With the political union of the two major crowns of Spain secured after the marriage of los reyes católicos, the next phase of consolidation was religious.  Establishing the Spanish Inquisition in Castile in 1478 with papal approval, the queen, a fervent Catholic, and with an eye toward internal control, had measures passed by the Toledo Cortes that were brutally oppressive to the Jews, leading ultimately to their expulsion.  The tribunal dealt with the problem of Marranos, Jews who through coercion or social pressure had insincerely converted to Christianity.  After 1502, the Spanish Inquisition turned its attention to similar converts from Islam, the Moriscos, or converted Moors.[1]  The Spanish Inquisition, to a great degree, was more an instrument of the state than of the Church, although highly educated clergy, especially Dominicans, functioned as its officers. The most notorious inquisitor, during the reign of the Catholic monarchs, was Tomás de Torquemada.[2]  At the same time, Isabella was determined to correct ecclesiastical problems in Spain for the sake of religious and political unity.  She undertook serious reform efforts with the help of Franciscan friar Francisco Jiménez de Cisneros, bishop of the important see of Toledo.

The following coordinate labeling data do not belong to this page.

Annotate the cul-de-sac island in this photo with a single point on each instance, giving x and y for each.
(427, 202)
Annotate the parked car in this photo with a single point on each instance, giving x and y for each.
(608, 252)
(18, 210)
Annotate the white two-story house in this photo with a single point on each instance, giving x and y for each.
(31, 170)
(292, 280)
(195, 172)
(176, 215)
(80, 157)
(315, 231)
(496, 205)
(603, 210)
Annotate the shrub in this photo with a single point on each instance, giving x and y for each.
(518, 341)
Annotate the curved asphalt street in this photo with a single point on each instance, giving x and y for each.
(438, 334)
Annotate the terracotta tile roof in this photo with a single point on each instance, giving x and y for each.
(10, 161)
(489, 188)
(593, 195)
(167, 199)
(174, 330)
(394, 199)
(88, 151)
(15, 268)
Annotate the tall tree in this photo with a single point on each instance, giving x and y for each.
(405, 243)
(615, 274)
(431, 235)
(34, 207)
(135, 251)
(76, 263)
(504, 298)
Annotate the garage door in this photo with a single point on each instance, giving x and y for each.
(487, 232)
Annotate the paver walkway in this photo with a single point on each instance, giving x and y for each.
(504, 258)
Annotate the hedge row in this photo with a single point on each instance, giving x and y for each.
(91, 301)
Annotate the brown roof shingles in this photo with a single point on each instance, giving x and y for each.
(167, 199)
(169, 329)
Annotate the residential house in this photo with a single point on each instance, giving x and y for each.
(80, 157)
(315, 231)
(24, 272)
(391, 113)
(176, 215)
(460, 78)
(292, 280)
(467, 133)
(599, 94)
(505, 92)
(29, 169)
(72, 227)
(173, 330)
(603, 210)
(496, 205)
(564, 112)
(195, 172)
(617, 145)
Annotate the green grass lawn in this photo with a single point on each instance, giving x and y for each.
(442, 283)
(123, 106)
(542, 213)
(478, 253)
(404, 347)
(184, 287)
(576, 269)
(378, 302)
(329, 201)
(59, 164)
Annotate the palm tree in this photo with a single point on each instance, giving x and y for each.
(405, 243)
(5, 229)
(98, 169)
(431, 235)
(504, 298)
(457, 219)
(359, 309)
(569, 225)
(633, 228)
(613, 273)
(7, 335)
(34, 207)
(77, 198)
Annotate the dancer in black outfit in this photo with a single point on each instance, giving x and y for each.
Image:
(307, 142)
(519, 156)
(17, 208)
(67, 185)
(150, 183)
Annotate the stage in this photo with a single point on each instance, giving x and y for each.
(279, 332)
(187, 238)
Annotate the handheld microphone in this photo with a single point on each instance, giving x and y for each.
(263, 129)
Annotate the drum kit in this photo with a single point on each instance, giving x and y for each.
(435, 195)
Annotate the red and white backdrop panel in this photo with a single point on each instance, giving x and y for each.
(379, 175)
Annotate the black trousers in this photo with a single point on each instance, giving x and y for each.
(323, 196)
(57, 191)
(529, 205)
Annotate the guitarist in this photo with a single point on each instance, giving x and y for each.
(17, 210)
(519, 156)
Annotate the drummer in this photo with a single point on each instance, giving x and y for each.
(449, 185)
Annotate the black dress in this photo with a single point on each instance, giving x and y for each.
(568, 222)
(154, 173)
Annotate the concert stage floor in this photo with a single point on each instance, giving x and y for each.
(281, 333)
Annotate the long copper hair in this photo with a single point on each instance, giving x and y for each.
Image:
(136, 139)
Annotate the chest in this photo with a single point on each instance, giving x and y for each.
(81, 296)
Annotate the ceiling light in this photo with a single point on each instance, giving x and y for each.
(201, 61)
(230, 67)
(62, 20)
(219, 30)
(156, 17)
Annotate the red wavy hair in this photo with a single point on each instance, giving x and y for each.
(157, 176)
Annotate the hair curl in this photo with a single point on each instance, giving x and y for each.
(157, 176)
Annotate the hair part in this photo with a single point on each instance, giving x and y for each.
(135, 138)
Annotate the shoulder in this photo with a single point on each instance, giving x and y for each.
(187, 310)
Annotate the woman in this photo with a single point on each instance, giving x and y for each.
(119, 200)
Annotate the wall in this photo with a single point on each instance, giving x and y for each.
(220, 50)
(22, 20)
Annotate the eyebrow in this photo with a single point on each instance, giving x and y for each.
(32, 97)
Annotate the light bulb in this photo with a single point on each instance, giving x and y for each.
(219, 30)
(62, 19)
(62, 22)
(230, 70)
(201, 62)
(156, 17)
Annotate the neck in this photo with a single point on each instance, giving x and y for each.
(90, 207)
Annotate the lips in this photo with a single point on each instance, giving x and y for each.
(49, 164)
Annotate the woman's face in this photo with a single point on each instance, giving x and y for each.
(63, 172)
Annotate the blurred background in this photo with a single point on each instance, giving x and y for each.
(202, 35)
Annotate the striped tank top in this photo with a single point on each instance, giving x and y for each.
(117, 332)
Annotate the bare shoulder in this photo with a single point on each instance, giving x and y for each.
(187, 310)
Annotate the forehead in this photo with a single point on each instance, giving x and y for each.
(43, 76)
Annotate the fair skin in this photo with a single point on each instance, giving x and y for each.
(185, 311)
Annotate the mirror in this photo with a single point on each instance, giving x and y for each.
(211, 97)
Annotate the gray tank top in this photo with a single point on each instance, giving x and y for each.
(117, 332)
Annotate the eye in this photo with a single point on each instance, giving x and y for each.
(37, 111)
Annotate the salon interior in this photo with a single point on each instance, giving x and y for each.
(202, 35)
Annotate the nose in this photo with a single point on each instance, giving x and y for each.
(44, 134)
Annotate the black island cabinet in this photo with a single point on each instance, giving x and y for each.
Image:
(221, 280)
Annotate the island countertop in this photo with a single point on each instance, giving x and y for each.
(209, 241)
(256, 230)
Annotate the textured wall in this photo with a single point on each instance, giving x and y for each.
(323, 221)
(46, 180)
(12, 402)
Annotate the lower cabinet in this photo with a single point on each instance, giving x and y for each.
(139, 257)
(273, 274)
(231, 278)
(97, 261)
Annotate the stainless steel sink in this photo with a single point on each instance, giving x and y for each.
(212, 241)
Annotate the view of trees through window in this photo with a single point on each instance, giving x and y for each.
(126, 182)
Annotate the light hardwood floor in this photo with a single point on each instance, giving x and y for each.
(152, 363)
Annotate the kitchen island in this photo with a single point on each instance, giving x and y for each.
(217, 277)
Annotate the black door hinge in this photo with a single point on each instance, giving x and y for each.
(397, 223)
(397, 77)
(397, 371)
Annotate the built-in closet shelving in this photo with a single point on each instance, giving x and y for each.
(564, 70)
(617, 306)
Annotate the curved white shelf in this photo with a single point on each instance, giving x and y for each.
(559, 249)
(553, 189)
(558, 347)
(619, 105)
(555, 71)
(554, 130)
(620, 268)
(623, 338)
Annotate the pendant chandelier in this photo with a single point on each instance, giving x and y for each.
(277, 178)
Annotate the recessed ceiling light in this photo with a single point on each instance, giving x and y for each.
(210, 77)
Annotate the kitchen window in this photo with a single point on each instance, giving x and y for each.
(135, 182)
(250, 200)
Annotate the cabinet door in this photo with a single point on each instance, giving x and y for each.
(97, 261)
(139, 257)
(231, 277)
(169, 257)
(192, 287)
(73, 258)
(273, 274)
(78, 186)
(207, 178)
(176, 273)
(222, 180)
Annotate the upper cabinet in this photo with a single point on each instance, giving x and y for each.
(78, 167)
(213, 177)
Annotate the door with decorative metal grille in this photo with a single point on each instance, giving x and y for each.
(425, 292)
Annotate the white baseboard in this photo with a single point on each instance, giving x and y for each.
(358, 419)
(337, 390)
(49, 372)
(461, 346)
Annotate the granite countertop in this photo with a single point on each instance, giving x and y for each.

Their joint efforts proved somewhat successful in improving the well being of the Church; yet this work also brought further strictness that carried over into the political realm.[3]

With Castilian and Aragonese crowns politically secure and with religious unity and reform underway, the two monarchs began to consolidate power on a geographic level.  A portion of the Iberian Peninsula was still in Muslims’ hands, representing a threat to Spain’s political, religious and geographic hegemony.  Following Isabella’s and Ferdinand’s union of crowns in 1474 the idea of the crusade, with popular religious and emotional overtones, was therefore ready at hand.  A vigorous renewal of the war against Granada would rally the country behind the new rulers, and associate crown and people with a heroic enterprise, making the name of Spain ring through Christendom.[4]  Flowing from this sense of a national religious mission, the goal of geographic unity of the Spain was achieved.  On January 2, 1492, King Ferdinand and Queen Isabella rode out from their encampment of Santa Fe at the head of fifty thousand soldiers, Cardinal Cisneros riding beside them.  The last Moorish king, Boabdil, with only fifty horsemen, rode out of the besieged Granada to hand over the keys to the citadel.  Hispania – except for Portugal -- was again united under common rule after nearly 800 years.[5]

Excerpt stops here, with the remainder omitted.